[x265] [PATCH] search: made a function for null cost calculation in xEstimateResidualQT()
Steve Borho
steve at borho.org
Wed Nov 5 21:49:35 CET 2014
On 11/05, ashok at multicorewareinc.com wrote:
> # HG changeset patch
> # User Ashok Kumar Mishra<ashok at multicorewareinc.com>
> # Date 1415184822 -19800
> # Wed Nov 05 16:23:42 2014 +0530
> # Node ID 18344f74ded0e192bc7177a217e9112c9de31983
> # Parent 2a8f3d5820a6ebe0937ce73fa81154c263df2ae9
> search: made a function for null cost calculation in xEstimateResidualQT()

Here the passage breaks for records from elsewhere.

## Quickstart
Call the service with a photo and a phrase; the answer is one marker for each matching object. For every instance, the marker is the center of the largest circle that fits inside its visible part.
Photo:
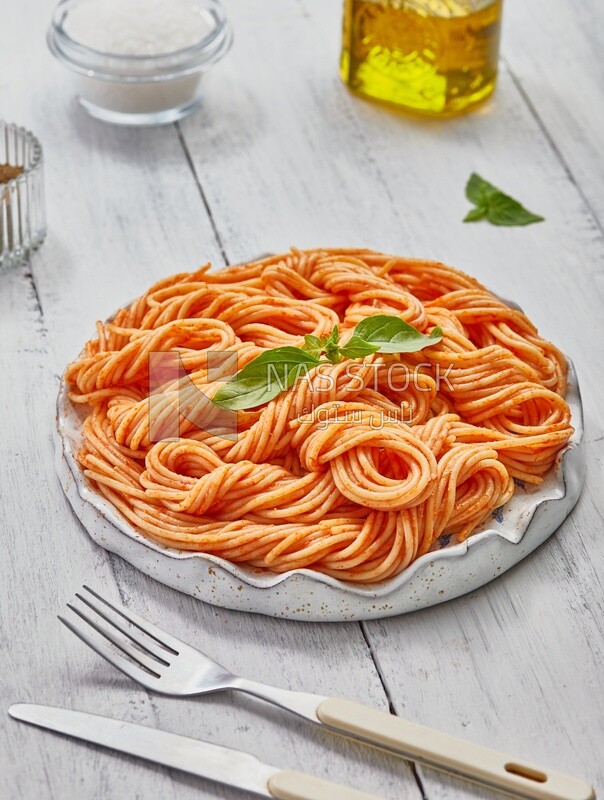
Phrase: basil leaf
(475, 214)
(504, 210)
(271, 373)
(333, 338)
(358, 348)
(394, 335)
(498, 207)
(313, 345)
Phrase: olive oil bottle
(434, 56)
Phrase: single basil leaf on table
(393, 335)
(475, 214)
(494, 205)
(504, 210)
(264, 378)
(477, 189)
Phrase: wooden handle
(292, 785)
(457, 756)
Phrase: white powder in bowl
(137, 27)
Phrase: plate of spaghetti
(323, 434)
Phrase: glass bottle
(433, 56)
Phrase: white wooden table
(281, 154)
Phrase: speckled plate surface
(514, 531)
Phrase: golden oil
(433, 56)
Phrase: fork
(167, 665)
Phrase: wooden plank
(46, 556)
(331, 169)
(124, 210)
(554, 54)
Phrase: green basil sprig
(495, 206)
(278, 369)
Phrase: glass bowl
(140, 89)
(22, 211)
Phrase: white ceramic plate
(525, 522)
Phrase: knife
(211, 761)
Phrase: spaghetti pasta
(361, 466)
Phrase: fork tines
(140, 649)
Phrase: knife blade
(211, 761)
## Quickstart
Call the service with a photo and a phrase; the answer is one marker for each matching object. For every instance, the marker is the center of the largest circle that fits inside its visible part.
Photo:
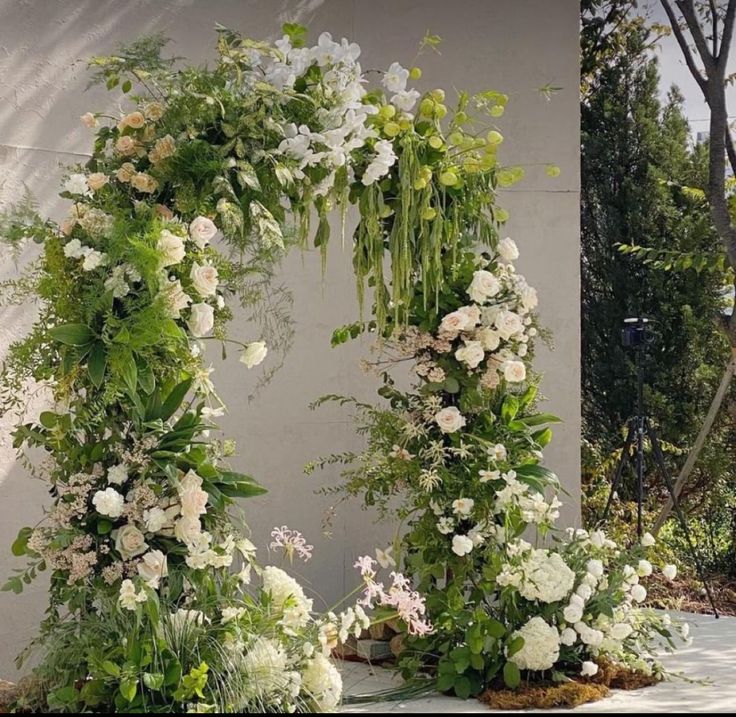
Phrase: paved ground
(711, 658)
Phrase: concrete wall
(510, 45)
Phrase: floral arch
(157, 602)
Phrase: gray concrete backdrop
(514, 46)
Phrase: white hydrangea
(547, 577)
(288, 596)
(541, 645)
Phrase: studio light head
(634, 333)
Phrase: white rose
(188, 530)
(462, 545)
(155, 519)
(201, 320)
(204, 278)
(568, 637)
(175, 298)
(118, 474)
(514, 371)
(573, 613)
(489, 339)
(77, 184)
(254, 353)
(508, 323)
(669, 571)
(483, 286)
(463, 506)
(471, 354)
(450, 419)
(108, 502)
(171, 248)
(638, 593)
(153, 567)
(508, 250)
(201, 231)
(588, 669)
(452, 324)
(130, 542)
(128, 597)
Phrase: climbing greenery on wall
(189, 200)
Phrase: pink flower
(292, 541)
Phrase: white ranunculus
(450, 419)
(638, 593)
(153, 567)
(514, 371)
(463, 506)
(669, 571)
(588, 669)
(204, 278)
(175, 298)
(471, 354)
(108, 502)
(483, 286)
(77, 184)
(128, 597)
(508, 250)
(455, 322)
(171, 248)
(573, 613)
(254, 353)
(395, 78)
(541, 646)
(201, 320)
(117, 475)
(508, 323)
(201, 231)
(462, 545)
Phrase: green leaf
(96, 363)
(129, 688)
(174, 399)
(511, 675)
(72, 334)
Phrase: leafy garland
(138, 540)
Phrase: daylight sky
(674, 71)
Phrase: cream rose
(254, 353)
(97, 180)
(144, 183)
(508, 250)
(175, 298)
(514, 371)
(471, 354)
(125, 145)
(201, 231)
(450, 420)
(171, 248)
(201, 320)
(130, 542)
(489, 339)
(508, 323)
(483, 286)
(204, 278)
(153, 567)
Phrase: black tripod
(640, 427)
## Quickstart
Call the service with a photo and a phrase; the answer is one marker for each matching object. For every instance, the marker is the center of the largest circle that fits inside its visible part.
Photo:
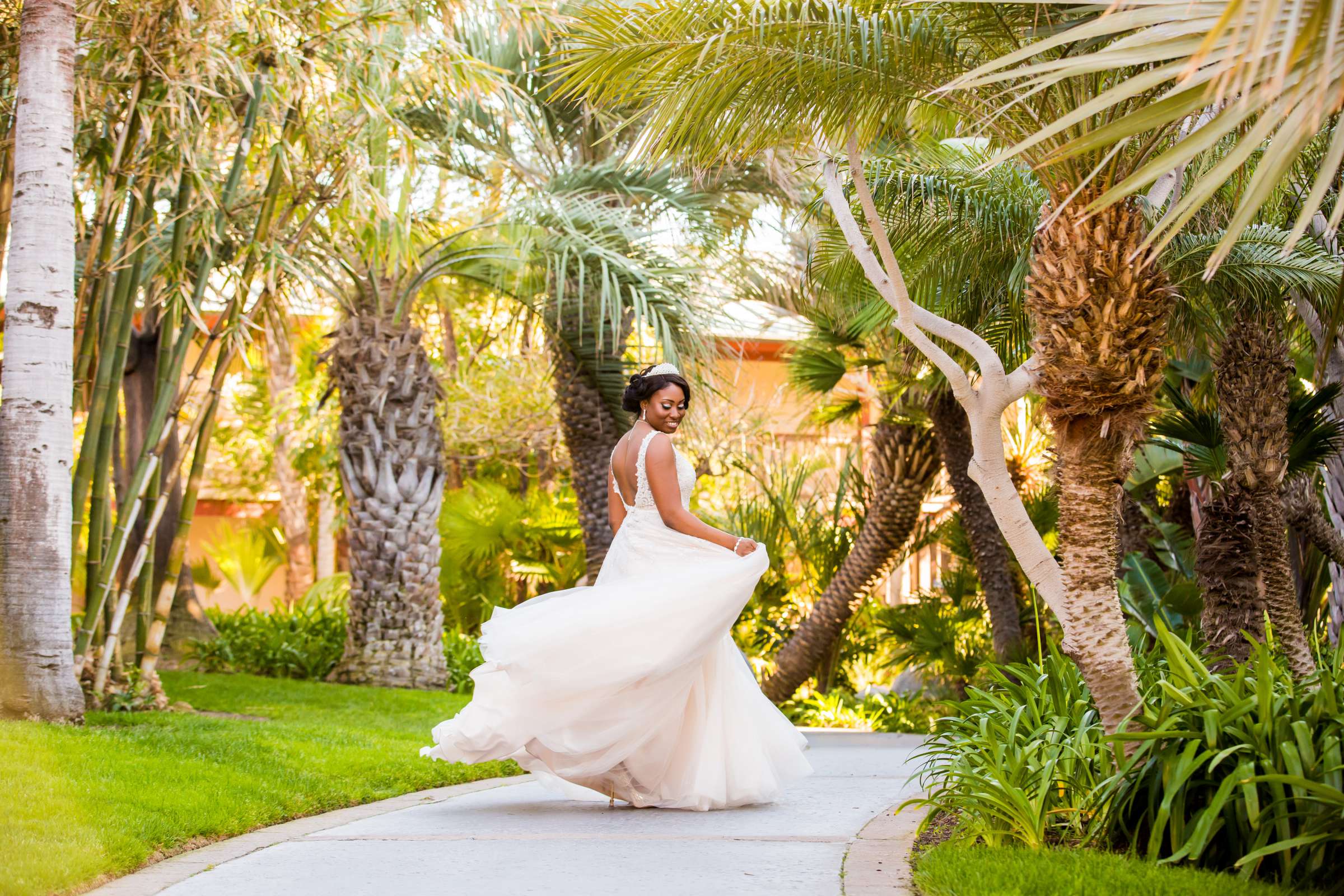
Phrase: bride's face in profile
(664, 409)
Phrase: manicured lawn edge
(162, 874)
(967, 870)
(86, 805)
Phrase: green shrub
(1023, 759)
(1238, 770)
(463, 654)
(1234, 772)
(306, 640)
(301, 640)
(874, 712)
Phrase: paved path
(832, 834)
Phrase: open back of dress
(633, 687)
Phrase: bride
(633, 689)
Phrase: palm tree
(391, 457)
(589, 231)
(37, 676)
(391, 442)
(902, 464)
(720, 81)
(965, 234)
(1241, 551)
(1226, 77)
(1253, 393)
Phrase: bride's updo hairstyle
(644, 385)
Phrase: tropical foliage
(1234, 772)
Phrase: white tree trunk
(326, 535)
(37, 672)
(984, 402)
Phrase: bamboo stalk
(178, 554)
(96, 448)
(166, 406)
(99, 442)
(198, 436)
(100, 245)
(186, 515)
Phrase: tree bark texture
(1225, 564)
(904, 461)
(293, 494)
(952, 430)
(1334, 372)
(391, 460)
(1253, 378)
(37, 446)
(590, 432)
(1304, 514)
(1100, 312)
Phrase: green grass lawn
(958, 870)
(84, 802)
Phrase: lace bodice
(643, 494)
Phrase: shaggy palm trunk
(391, 459)
(1253, 395)
(37, 676)
(904, 461)
(988, 551)
(293, 496)
(1304, 514)
(1225, 563)
(1100, 314)
(590, 432)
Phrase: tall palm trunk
(293, 496)
(1100, 314)
(1304, 514)
(590, 430)
(1253, 394)
(904, 461)
(952, 430)
(1225, 562)
(391, 459)
(37, 676)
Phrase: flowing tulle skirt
(633, 687)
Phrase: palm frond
(1269, 76)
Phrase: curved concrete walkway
(832, 834)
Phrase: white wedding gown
(633, 687)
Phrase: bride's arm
(615, 507)
(660, 466)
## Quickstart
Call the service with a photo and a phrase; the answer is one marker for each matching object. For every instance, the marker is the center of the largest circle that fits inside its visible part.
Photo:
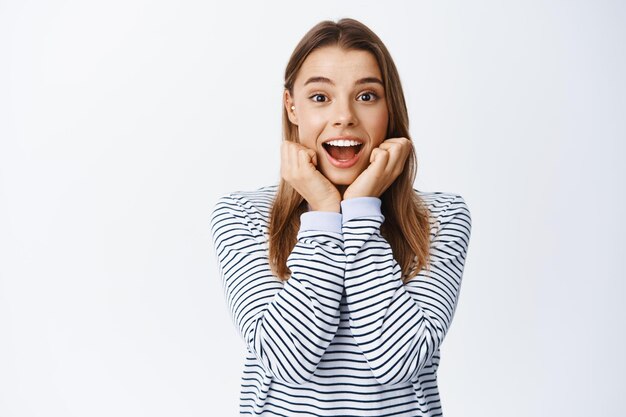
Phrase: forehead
(340, 65)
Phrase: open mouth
(342, 153)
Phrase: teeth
(342, 142)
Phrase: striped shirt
(343, 336)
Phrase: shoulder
(251, 207)
(446, 207)
(260, 198)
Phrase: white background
(122, 122)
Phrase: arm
(289, 325)
(399, 327)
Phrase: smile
(342, 156)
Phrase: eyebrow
(365, 80)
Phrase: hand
(299, 168)
(386, 163)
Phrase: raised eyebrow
(366, 80)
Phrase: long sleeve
(289, 325)
(400, 326)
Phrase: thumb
(313, 155)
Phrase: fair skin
(338, 107)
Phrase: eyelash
(365, 92)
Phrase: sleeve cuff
(323, 221)
(353, 208)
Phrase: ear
(288, 101)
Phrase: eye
(315, 95)
(370, 93)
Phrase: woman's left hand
(386, 163)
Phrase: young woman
(342, 279)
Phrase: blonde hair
(406, 226)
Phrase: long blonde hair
(406, 226)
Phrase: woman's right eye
(316, 95)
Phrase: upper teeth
(343, 142)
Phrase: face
(335, 94)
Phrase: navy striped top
(343, 336)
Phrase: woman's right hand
(299, 168)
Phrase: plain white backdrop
(122, 122)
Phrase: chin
(342, 178)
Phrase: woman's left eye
(369, 93)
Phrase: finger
(379, 158)
(293, 157)
(313, 156)
(304, 158)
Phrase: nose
(344, 115)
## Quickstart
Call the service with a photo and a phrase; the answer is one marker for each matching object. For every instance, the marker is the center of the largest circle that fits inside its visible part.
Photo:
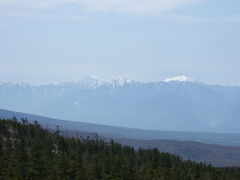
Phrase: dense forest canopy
(28, 151)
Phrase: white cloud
(123, 6)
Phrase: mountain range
(176, 104)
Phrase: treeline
(29, 152)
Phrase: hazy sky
(148, 40)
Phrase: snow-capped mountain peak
(180, 79)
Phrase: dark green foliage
(29, 152)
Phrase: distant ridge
(176, 104)
(133, 133)
(215, 154)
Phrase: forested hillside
(28, 151)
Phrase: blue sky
(59, 40)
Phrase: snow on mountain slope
(186, 105)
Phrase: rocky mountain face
(180, 103)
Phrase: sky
(45, 41)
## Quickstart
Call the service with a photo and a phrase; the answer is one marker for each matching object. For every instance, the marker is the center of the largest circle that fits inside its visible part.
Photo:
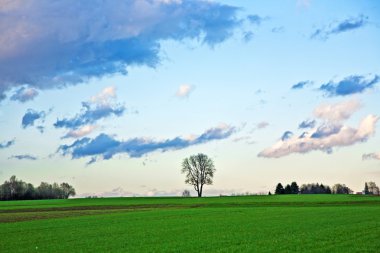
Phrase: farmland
(304, 223)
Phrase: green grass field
(287, 223)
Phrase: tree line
(15, 189)
(370, 188)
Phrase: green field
(286, 223)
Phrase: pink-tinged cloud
(342, 136)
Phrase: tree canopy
(15, 189)
(199, 171)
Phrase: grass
(300, 223)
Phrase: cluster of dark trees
(289, 189)
(312, 189)
(15, 189)
(370, 188)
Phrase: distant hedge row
(15, 189)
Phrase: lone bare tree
(199, 170)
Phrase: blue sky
(112, 96)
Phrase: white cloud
(104, 96)
(83, 131)
(24, 94)
(262, 125)
(337, 112)
(53, 44)
(345, 136)
(369, 156)
(184, 90)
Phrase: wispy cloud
(286, 135)
(256, 19)
(349, 85)
(262, 125)
(31, 116)
(301, 85)
(23, 157)
(337, 112)
(307, 124)
(99, 107)
(6, 144)
(85, 41)
(371, 156)
(24, 94)
(105, 146)
(184, 90)
(329, 134)
(81, 132)
(346, 25)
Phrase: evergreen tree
(366, 191)
(279, 189)
(294, 188)
(287, 189)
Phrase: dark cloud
(301, 85)
(340, 27)
(307, 124)
(7, 144)
(349, 85)
(105, 146)
(24, 94)
(287, 135)
(50, 44)
(31, 116)
(23, 157)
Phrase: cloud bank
(23, 157)
(346, 25)
(349, 85)
(301, 85)
(31, 116)
(24, 94)
(337, 112)
(371, 156)
(49, 44)
(105, 147)
(307, 124)
(184, 90)
(98, 107)
(329, 134)
(7, 144)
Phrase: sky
(111, 96)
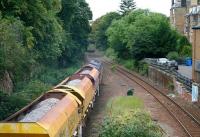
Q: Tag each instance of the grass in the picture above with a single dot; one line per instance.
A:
(126, 117)
(42, 80)
(122, 104)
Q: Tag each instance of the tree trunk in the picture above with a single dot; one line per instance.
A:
(6, 83)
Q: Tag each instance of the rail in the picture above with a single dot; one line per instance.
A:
(179, 77)
(187, 121)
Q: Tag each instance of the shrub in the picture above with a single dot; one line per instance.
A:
(126, 118)
(143, 68)
(111, 54)
(133, 124)
(173, 55)
(10, 104)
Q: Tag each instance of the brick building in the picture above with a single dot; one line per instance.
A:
(185, 17)
(196, 54)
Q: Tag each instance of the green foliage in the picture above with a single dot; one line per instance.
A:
(10, 104)
(141, 34)
(129, 64)
(173, 55)
(127, 6)
(14, 57)
(33, 89)
(122, 104)
(125, 118)
(43, 79)
(143, 68)
(99, 27)
(111, 54)
(38, 40)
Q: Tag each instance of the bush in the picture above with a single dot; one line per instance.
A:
(129, 63)
(173, 55)
(143, 68)
(132, 124)
(126, 118)
(10, 104)
(111, 54)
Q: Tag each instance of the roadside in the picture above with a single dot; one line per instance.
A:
(115, 84)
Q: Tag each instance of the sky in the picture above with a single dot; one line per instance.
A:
(101, 7)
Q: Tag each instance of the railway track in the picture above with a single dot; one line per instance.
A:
(186, 120)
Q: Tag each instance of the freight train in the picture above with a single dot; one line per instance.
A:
(61, 111)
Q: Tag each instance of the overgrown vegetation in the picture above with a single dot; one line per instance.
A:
(26, 91)
(125, 118)
(138, 34)
(40, 40)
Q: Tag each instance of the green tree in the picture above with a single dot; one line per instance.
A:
(99, 28)
(142, 34)
(127, 6)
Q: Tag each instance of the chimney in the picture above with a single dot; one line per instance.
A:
(183, 3)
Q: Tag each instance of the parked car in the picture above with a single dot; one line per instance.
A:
(172, 64)
(162, 61)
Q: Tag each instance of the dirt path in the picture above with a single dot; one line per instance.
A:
(115, 84)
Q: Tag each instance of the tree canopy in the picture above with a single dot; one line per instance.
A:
(127, 6)
(42, 32)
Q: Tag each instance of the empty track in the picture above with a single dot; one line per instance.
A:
(186, 120)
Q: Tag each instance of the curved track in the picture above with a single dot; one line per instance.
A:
(189, 123)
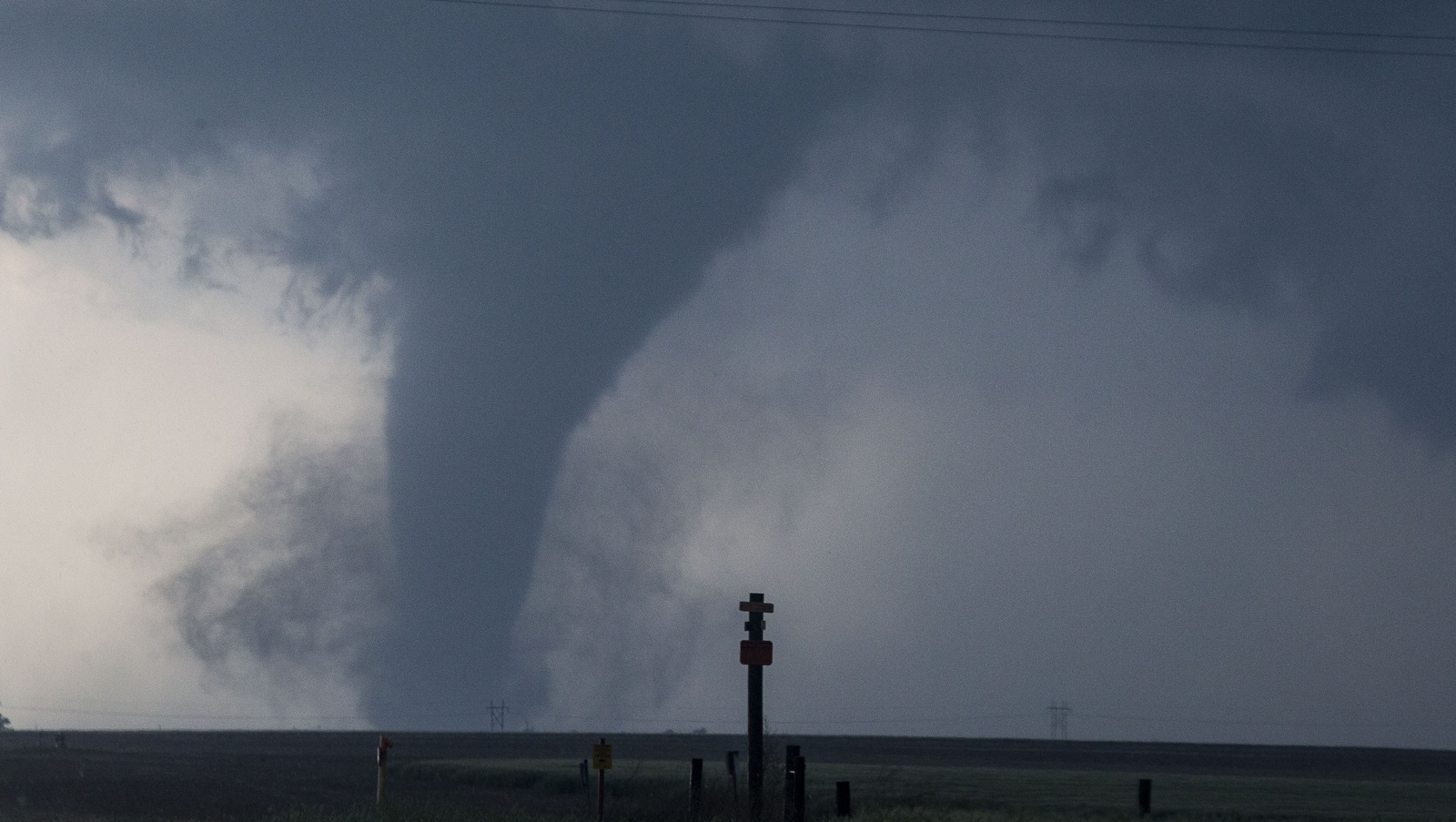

this patch changes outputs quite a bit, and unambiguously for the
better. it seems there was a bug that was fixed by this.
parkjoy medium preset before:
(2.55 fps), 16644.94 kb/s, SSIM Mean Y: 0.8785235 ( 9.155 dB)
after:
(2.52 fps), 16425.97 kb/s, SSIM Mean Y: 0.8801361 ( 9.213 dB)
This needs to be understood; there's a good chance that there are
similar bugs still lurking in this key function.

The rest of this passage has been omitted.